To supply 880,000 acres it is necessary to deliver 4,190,000 acre-feet of water annually. In addition, 300,000 acre-feet was needed to supply the municipal and industrial requirements.

Thus, even with 250,000 acres out of production, the water requirements during the 1955-60 period totaled 4,490,000 acre-feet. Since the mean long-term surface supply available to the central Arizona project service area is only 1,020,000 acre-feet annually, it is evident that the ground water basins must make up an annual deficit amounting to 3,470,000 acre-feet to sustain agricultural, municipal, and industrial development at the 1955-60 level. The gross amount of ground water which can be withdrawn year after year on a sustained yield basis is estimated to be 1,280,000 acre-feet. Thus, with sustained agricultural and static urban area such as existed during the 1955-60 period, the overdraft on the ground water basins in the central Arizona project service area amounts to 2,190,000 acre-feet annually.

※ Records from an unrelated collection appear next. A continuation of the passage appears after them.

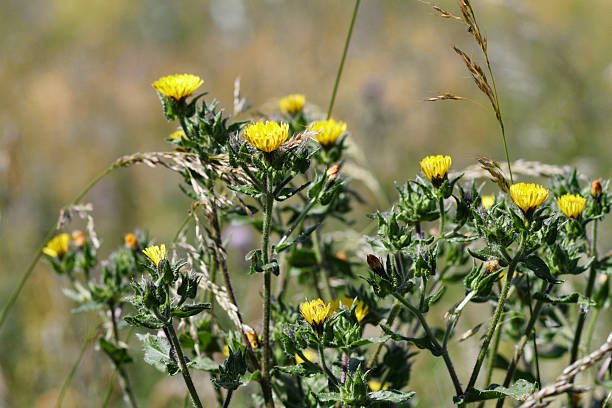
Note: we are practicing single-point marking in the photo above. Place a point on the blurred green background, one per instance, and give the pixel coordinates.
(76, 94)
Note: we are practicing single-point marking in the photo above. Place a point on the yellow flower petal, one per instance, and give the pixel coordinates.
(267, 136)
(528, 197)
(178, 86)
(436, 168)
(571, 205)
(328, 131)
(156, 253)
(58, 246)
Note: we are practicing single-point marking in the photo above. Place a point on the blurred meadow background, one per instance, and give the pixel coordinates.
(76, 94)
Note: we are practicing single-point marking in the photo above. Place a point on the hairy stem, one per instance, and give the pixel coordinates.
(344, 52)
(449, 364)
(173, 339)
(496, 317)
(266, 383)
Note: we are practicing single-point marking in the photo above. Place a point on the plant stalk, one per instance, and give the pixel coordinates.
(266, 383)
(173, 339)
(344, 52)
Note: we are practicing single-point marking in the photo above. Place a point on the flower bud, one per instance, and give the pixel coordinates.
(79, 238)
(596, 189)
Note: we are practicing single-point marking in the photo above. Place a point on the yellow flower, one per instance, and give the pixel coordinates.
(292, 104)
(528, 197)
(310, 355)
(315, 312)
(268, 136)
(436, 168)
(178, 86)
(571, 205)
(79, 238)
(329, 131)
(131, 241)
(178, 135)
(58, 246)
(156, 253)
(487, 201)
(376, 386)
(253, 339)
(361, 309)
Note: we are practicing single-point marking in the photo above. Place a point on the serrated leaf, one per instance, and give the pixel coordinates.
(518, 391)
(539, 267)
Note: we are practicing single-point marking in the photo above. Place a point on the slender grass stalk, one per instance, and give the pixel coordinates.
(173, 339)
(265, 241)
(90, 337)
(344, 52)
(15, 294)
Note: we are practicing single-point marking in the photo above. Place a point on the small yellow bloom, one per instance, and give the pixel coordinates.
(376, 386)
(268, 136)
(436, 168)
(310, 355)
(58, 246)
(178, 135)
(571, 205)
(292, 104)
(528, 197)
(131, 241)
(329, 131)
(487, 201)
(253, 339)
(361, 309)
(79, 238)
(156, 253)
(178, 86)
(315, 312)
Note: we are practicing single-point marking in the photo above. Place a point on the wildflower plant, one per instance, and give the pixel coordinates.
(343, 320)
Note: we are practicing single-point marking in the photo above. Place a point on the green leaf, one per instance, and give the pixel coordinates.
(575, 297)
(157, 353)
(392, 396)
(539, 267)
(519, 391)
(118, 355)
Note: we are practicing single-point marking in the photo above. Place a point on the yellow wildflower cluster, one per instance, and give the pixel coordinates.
(315, 312)
(487, 201)
(328, 131)
(267, 136)
(292, 104)
(310, 355)
(178, 86)
(58, 246)
(571, 205)
(436, 168)
(156, 253)
(361, 309)
(528, 197)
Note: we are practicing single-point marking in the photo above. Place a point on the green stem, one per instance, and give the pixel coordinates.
(449, 364)
(173, 339)
(392, 315)
(90, 337)
(496, 317)
(13, 297)
(582, 314)
(269, 203)
(344, 52)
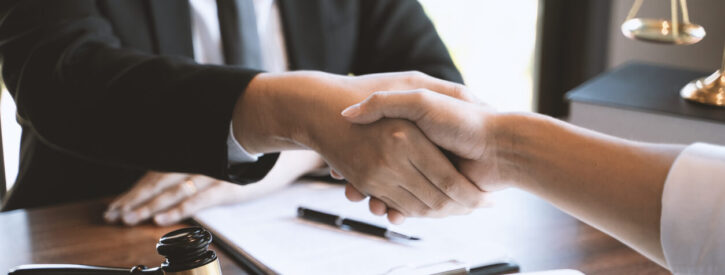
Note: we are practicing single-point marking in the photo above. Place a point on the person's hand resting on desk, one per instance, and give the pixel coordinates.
(168, 198)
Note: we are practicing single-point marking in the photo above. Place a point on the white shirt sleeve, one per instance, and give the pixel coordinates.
(693, 211)
(235, 151)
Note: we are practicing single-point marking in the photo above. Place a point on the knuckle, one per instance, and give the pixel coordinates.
(412, 77)
(439, 204)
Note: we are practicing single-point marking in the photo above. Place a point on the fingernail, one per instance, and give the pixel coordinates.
(162, 219)
(351, 111)
(130, 218)
(111, 215)
(166, 218)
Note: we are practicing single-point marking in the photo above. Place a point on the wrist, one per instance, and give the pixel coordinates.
(521, 146)
(258, 119)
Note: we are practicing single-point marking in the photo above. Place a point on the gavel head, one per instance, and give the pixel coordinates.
(187, 253)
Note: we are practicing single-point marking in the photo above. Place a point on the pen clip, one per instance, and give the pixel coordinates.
(449, 267)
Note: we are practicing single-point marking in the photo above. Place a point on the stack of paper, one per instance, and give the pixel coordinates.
(267, 230)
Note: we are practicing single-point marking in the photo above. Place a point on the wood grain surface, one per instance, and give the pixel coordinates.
(539, 237)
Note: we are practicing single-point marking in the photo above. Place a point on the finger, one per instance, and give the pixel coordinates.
(171, 196)
(410, 105)
(395, 217)
(188, 207)
(353, 194)
(448, 88)
(377, 206)
(406, 202)
(435, 167)
(417, 80)
(336, 175)
(146, 188)
(438, 203)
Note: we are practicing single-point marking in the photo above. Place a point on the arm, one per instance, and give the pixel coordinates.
(611, 183)
(84, 94)
(399, 36)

Were present conditions to continue, ultimately deliveries would have to be decreased by 2,190,000 acre-feet annually.

To illustrate the relationship of these figures, chart No. 1, a copy of which is attached to this statement and entitled "Present Water Requirements Deficiency and Supply" has been prepared. The total annual water deliveries have been depicted as a circle and the relative portion which may be considered as dependable supply shown as a blue segment. The red segment of the circle entitled "Average Annual Deficiency" illustrates the proportion of present water supplies which are obtained through ground water mining and which cannot be considered to be available on a long-term sustained basis unless additional sources such as waters under the central Arizona project are made available.

I would interject that because of the difficulties of reproducing a chart in color, the chart which I have attached has been stippled and carries the same proportions.

The diversion of 1,200,000 acre-feet of water from the Colorado River, under the central Arizona project would result, after deducting conveyance losses, in the delivery of 1,020,000 acre-feet to the project direct service area. This supplemental supply would directly reduce the draft on the ground water basins and, in addition would, through deep percolation, augment the recharge to those basins increasing the safe annual yield. Effluent flows resulting from additional municipal and industrial uses could also be recaptured, thereby adding further to the total usable water.

It is anticipated that operation of Colorado River diversion facilities would be coordinated with the operation of existing irrigation works and with other conservation facilities to be developed within the project service area. It is estimated that these latter facilities, which would furnish additional storage on the Gila River and tributaries, would make an additional 50,000 acre-feet of water available for project use. Such facilities would also make possible the exchange of Colorado River water for local stream water at downstream locations, making possible the supplementing of supplies at upstream locations not susceptible of benefits by direct diversions from the mainstream of the Colorado River.